大阪高等裁判所 平成12年(行コ)15号 判決 2001年10月19日
平成12年(行コ)第15号事件控訴人、同年(行コ)第16号事件被控訴人
芦屋市教育委員会(Y)(以下「第1審被告」という。)
同代表者教育委員長
稲畑汀子
同訴訟代理人弁護士
俵正市
同
寺内則雄
同
井川一裕
平成12年(行コ)第16号事件控訴人
X1(以下「第1審原告X1」という。)
平成12年(行コ)第15号事件被控訴人、同年(行コ)第16号事件控訴人
X2(以下「第1審原告X2」という。)
平成12年(行コ)第15号事件被控訴人
X3 (ほか6名)(X4~X9)
上記9名訴訟代理人弁護士
村田喬
同
在間秀和
主文
1 平成12年(行コ)第15号事件控訴及び同年(行コ)第16号事件控訴をいずれも棄却する。

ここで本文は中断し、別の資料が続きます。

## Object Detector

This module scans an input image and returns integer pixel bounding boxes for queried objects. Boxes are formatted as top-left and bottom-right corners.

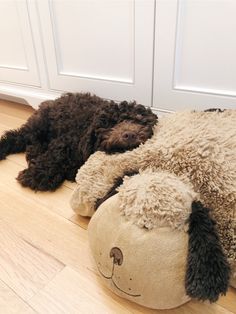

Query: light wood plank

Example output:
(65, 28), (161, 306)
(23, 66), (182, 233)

(217, 288), (236, 314)
(0, 170), (90, 268)
(29, 267), (131, 314)
(0, 280), (36, 314)
(0, 221), (64, 300)
(70, 214), (90, 230)
(0, 159), (74, 218)
(29, 267), (234, 314)
(0, 101), (233, 314)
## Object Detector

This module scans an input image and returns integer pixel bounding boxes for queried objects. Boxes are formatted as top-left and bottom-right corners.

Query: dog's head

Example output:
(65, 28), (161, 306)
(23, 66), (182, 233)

(95, 101), (158, 153)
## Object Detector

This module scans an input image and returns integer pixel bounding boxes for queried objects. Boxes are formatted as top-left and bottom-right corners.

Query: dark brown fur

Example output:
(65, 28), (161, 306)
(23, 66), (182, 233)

(0, 93), (157, 191)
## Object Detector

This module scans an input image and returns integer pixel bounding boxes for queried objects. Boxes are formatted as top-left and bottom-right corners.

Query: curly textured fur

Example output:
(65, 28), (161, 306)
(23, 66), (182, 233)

(0, 93), (157, 191)
(71, 110), (236, 300)
(185, 201), (230, 302)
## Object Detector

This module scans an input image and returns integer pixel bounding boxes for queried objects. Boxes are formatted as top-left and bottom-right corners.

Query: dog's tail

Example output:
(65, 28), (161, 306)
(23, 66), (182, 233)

(0, 127), (27, 160)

2 平成12年(行コ)第15号事件の控訴費用は、同事件控訴人(第1審被告)の負担とし、同年(行コ)第16号事件の控訴費用は、同事件控訴人(第1審原告X1・X2)らの負担とする。
事実及び理由
第4 当裁判所の判断
1 当裁判所の判断は、次のとおり付加・訂正するほかは、原判決「事実及び理由」の「第四 争点に対する判断」欄の(98頁7行目から203頁5行目まで)記載のとおりであるから、これを引用する。
(1) 103頁9行目の次に改行して、次のとおり付加する。
「 第1審被告は、本件転任処分の不利益性について上記第2、2、(2)、アのとおり主張する。しかし、転任先の地位・職務に即応する給与・手当が支給されるのは当然であり、本件転任処分によりその支給総額に減少があることをもって、受忍限度の範囲内のものであると即断することはできない(上記第2、2、(2)、ア、(イ)について)。そして、教員から指導員への異動が希なものであることを、上記の不利益性の判断をなす際の一事情として斟酌しても不相当であるということはできない(同ア、(ウ)について)。また、異動先の職務が教育職員に深く関係するという抽象的な説明だけでは、どのように深く関係するのかは不明であって、このような程度の説明をもって上記の不利益性の存否の判断に資するものということはできない(同ア、(エ)について)。さらに、係長以上の職に就かせることは、職の変更により可能であるとしても、本件転任処分により就任した指導員とこれからさらに変更がなされることにより就くことになる指導主事とは明らかに異なるといえる(同ア、(オ)について)。以上のとおりであって、当該処分によりその身分・俸給に具体的な不利益を生ぜしめ、勤務場所・勤務内容において何らかの不利益を伴うものか否かという観点から検討すると、本件転任処分は、第1審原告らの身分ないし俸給に不利益を生ぜしめるものであるということができ、第1審被告の上記主張は理由がない。」
(2) 104頁8行目の次に改行して、次のとおり付加する。
「 第1審被告は、この点について、上記第2、2、(2)、イのとおり主張する。しかし、前項(原判決99頁1行目から103頁9行目まで。本判決で付加した内容を含む。)で認定・説示したとおりであって、本件第1審原告3名における不利益を回復するためには、本件転任処分の効力を排除する判決を求めることが必要となるのであって、上記主張は理由がない(第1審被告は、上記手当等相当分の支払を求めるためには、異別の訴訟によるべきであると主張するが、第1審被告が主張するような上記異別の訴訟だけで目的を達することができるものではないといえる。)。」
(3) 118頁9行目の「X2」を「X3」と訂正し、121頁8行目の次に改行して、次のとおり付加する。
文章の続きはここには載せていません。